On the European Union side, major rapeseed producing countries such as France, Germany, and Poland experienced significant cooling from April 21st to 27th, with some areas experiencing frost disasters, threatening crops that have already bloomed and podded. Therefore, the mainstream market view in May believes that the EU will reduce rapeseed production by 500000 to 1 million tons in 2023/2024 due to frost. However, the latest May report released by the European Commission only lowered the rapeseed yield per hectare for 2023/2024 by 0.03 tons to 3.17 tons per hectare, and increased the sowing area. The estimated EU production in May was 19.721 million tons, only a decrease of 96000 tons from April's 19.817 million tons. The reduction in production was minimal and far below the mainstream market estimate; In 2023/2024, the EU rapeseed inventory sales ratio remained at 3.19%, a year-on-year increase of 1.3%, while supply and demand remained loose. In mid June, the EU will begin harvesting rapeseed for the 2023/2024 fiscal year, and harvesting pressure will gradually accumulate, which will also put pressure on local rapeseed and rapeseed oil prices.
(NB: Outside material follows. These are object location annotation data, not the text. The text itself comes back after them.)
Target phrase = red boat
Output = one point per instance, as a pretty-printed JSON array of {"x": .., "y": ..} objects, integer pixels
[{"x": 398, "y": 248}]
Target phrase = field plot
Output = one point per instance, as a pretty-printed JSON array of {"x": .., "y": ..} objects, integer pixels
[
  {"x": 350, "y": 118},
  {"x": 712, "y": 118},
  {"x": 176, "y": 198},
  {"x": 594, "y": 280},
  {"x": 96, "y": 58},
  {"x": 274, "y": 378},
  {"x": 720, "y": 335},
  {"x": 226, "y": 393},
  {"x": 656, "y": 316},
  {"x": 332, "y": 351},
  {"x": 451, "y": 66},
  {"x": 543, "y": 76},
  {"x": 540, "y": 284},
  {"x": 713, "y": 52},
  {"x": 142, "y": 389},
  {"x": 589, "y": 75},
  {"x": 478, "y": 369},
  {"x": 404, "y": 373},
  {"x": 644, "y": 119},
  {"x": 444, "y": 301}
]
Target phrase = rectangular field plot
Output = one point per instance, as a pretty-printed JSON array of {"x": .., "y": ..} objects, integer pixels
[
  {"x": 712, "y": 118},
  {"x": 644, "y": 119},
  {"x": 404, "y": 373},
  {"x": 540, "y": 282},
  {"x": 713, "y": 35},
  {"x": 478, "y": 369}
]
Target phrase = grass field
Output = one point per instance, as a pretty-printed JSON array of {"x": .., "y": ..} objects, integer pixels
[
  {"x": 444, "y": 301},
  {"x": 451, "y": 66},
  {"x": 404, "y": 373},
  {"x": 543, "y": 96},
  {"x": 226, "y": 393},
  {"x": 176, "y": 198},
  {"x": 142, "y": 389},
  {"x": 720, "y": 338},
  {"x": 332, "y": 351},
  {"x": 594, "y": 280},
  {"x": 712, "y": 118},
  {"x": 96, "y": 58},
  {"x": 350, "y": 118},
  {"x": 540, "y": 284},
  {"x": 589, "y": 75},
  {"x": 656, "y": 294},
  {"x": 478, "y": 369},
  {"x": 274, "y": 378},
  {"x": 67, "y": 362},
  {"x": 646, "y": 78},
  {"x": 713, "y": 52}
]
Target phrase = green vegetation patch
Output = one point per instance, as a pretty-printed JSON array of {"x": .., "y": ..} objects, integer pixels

Just after the end of spring in the European Union, from May 1st to 16th, different degrees of frost appeared in the central and Volga regions of Russia, as well as in the northern and eastern parts of Ukraine, endangering rapeseed crops in both countries. However, currently it is the early stage of Russian rapeseed sowing, and farmers can replant it; However, the disaster stricken areas in Ukraine are not the main rapeseed producing areas, leading to significant market differences regarding the actual reduction in production between the two countries.
In addition to frost factors, on May 30th local time, the European Council allowed the imposition of prohibitive tariffs on agricultural products imported from Russia and Belarus, aimed at preventing the entry of agricultural products from both countries into the EU and causing market disruption. Russia and Belarus are the main sources of vegetable oil imports from the European Union. From January to March 2024, their vegetable oil accounted for 55% of the total vegetable oil imports from the EU. However, the EU imports very little vegetable oil directly, with an average annual import volume of less than 500000 tons. In January March 2023 and 2024, the EU only imported 130000 tons and 50000 tons of vegetable oil from Russia and Belarus, respectively. So we believe that the actual impact of the ban is limited, mainly providing emotional support for EU vegetable oil prices.